There are two main types of Cambodian weaving. The ikat technique (Khmer: chong kiet), which produces patterned fabric, is quite complex. To. create patterns, weavers tie and dye portions of weft yarn before weaving begins. Patterns are diverse and vary by region; common motifs include lattice, stars, and spots. The second weaving technique, unique to Cambodia, is called "uneven twill". It yields single or two-color fabrics, which are produced by weaving three threads so that the "color of one thread dominates on one side of the fabric, while the two others determine the colour on the reverse side." Traditionally, Cambodian textiles have employed natural dyes. Red dye comes from lac insect nests, blue dye from indigo, yellow and green dye from Prohut bark, and black dye from ebony bark.

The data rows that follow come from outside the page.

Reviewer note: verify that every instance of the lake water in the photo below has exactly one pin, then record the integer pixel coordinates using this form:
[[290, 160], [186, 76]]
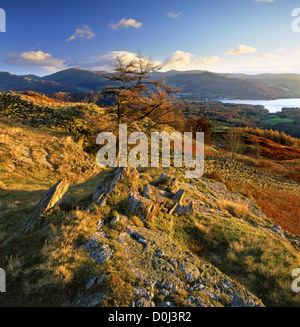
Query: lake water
[[271, 105]]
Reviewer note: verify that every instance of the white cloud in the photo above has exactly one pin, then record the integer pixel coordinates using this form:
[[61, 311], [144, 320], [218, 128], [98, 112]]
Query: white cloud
[[107, 62], [178, 59], [268, 55], [240, 49], [207, 61], [35, 55], [36, 58], [83, 32], [173, 15], [282, 50], [130, 22], [265, 56]]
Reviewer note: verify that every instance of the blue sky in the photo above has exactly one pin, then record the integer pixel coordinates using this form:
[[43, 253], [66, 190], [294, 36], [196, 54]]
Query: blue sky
[[249, 36]]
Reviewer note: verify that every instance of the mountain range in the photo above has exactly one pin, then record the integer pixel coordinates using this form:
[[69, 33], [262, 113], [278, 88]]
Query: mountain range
[[194, 84]]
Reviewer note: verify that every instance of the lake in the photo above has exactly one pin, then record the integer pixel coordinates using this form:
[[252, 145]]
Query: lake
[[271, 105]]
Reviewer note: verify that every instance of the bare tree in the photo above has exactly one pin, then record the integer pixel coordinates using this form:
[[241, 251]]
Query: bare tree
[[138, 97], [233, 142]]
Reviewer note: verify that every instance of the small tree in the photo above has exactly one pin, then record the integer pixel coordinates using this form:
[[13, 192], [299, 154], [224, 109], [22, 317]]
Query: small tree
[[233, 142], [138, 97]]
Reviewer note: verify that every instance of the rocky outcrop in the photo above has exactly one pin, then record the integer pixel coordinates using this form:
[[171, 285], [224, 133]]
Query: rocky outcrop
[[51, 198], [155, 258]]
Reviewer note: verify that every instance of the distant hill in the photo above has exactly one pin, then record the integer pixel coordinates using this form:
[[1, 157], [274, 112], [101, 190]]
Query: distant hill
[[193, 84]]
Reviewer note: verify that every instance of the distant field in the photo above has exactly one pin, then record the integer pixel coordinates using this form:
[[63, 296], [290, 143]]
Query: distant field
[[278, 120]]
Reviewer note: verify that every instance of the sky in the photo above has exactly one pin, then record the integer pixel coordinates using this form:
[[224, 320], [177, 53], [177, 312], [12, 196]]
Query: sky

Cambodia's modern silk-weaving centers are Takeo, Battambang, Beanteay Meanchey, Siem Reap and Kampot provinces. Silk-weaving has seen a major revival recently, with production doubling over the past ten years. This has provided employment for many rural women. Cambodian silk is generally sold domestically, where it is used in Sampot (wrap skirts), furnishings, and pidan (pictorial tapestries), but interest in international trade is increasing.


Cotton textiles have also played a significant role in Cambodian culture. Though today Cambodia imports most of its cotton, traditionally woven cotton remains popular. Rural women often weave homemade cotton fabric, which is used in garments and for household purposes. Krama, the traditional check scarves worn almost universally by Cambodians, are made of cotton.

Stone carving:
Cambodia's best-known stone carving adorns the temples of Angkor, which are "renowned for the scale, richness and detail of their sculpture". In modern times, however, the art of stone carving became rare, largely because older sculptures survived undamaged for centuries (eliminating the need for replacements) and because of the use of cement molds for modern temple architecture. By the 1970s and 1980s, the craft of stone carving was nearly lost.

During the late 20th century, however, efforts to restore Angkor resulted in a new demand for skilled stone carvers to replace missing or damaged pieces, and a new tradition of stone carving is arising to meet this need. Most modern carving is traditional-style, but some carvers are experimenting with contemporary designs. Interest is also renewing for using stone carving in modern wats. Modern carvings are typically made from Banteay Meanchey sandstone, though stone from Pursat and Kompong Thom is also used.